The Burden Of A Nation By Sunny Awhefeada


 

By Sunny Awhefeada

Some observers of the Nigerian condition will perfunctorily mention corruption, insecurity, economic problems and their more than multiple consequences as constituting the nation’s burden. The problems confronting our country are so spontaneous, immediate harsh and compelling that one doesn’t need to task one’s thinking faculty before identifying them. And the problems are legion. Is it the problem of corruption which has robbed the nation of the phenomenal development for which it was destined? Is it the problem of insecurity that has turned Nigeria into a dance macabre of a vast killing field and one of the most unsafe places in the world? Is it the economic plague that has mercilessly impoverished us and earned our country the unsavoury sobriquet of the poverty capital of the world? Name them!

 

Nigeria has been offhandedly dismissed as a failed state. Although we still have a semblance of governance, it is really not government that now pilots the affairs of Nigeria. Our nation succumbed to auto-piloting since 2015. Whatever pretences there were to governance ceased in the first quarter of 2015. The events leading to the change of government through the presidential election of 2015 were facilitated by the apparently gross incompetence of the government of the day. Those who flew the kite of change promised the nation purposeful leadership with which they will eradicate the ills of that era. Somehow they lost the magic wand on assumption of office and the ills they promised to eradicate grew cancerous and overwhelmed them. They left Nigeria worse than they met it.

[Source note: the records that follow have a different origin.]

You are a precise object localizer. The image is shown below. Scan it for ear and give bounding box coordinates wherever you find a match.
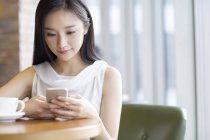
[84,24,90,35]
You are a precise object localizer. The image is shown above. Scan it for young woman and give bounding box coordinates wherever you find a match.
[0,0,122,140]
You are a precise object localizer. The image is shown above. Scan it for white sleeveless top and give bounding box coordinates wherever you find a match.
[32,60,107,113]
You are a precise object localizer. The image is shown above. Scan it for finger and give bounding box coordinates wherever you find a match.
[63,104,80,112]
[69,94,82,99]
[36,95,46,101]
[48,103,60,109]
[51,109,78,117]
[39,114,54,118]
[56,96,81,105]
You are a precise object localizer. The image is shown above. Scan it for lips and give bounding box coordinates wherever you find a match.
[58,50,70,55]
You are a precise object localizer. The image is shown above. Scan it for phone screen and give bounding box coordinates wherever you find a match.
[46,88,68,102]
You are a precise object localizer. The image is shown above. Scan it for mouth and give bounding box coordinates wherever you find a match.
[58,49,70,55]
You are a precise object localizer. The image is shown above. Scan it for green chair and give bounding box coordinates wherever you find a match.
[118,104,187,140]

Under their watch corruption became the poison that was deployed to undermine our national aspiration, insecurity was on all fours with bandits attacking the president’s convoy, his village, the nation’s defence academy and even the precincts of the presidential villa. They mismanaged the economy into gross deficit leaving the people in abject poverty.

 

Another breed of wolves in sheep’s clothing took over the reins of government less than a year ago. Nigerians are yet to fully come to terms with the circumstances that enthroned the new helmsmen. They rode to power mouthing “renewed hope” although not many believed them. Right now they are dishing out “entrenched agony” instead of “renewed hope”. Nigeria has never been so despondent since 1960 when she got her independence. Nothing is adding up for the country and it appears as if our future is fleeing with the number of young people exiting and making for other places where life is more meaningful. The factors at play at the moment, in fact since January 1984, revolve around acute lack of capacity, lack of conviction and lack of vision all emanating from a conflict between self and national interest. Yes, our immediate problems could be corruption, insecurity and economic mismanagement, but at the core of these intractable malaises is that inveterate conflict between self and national interest. The basic question asked by those who have managed Nigeria since 1984 has been personal; what is in it for me? Nigeria’s or the national interest recedes in their consciousness as they see the country as a buffet that should be greedily eaten up without replenishing the stock and considering those who prepared it.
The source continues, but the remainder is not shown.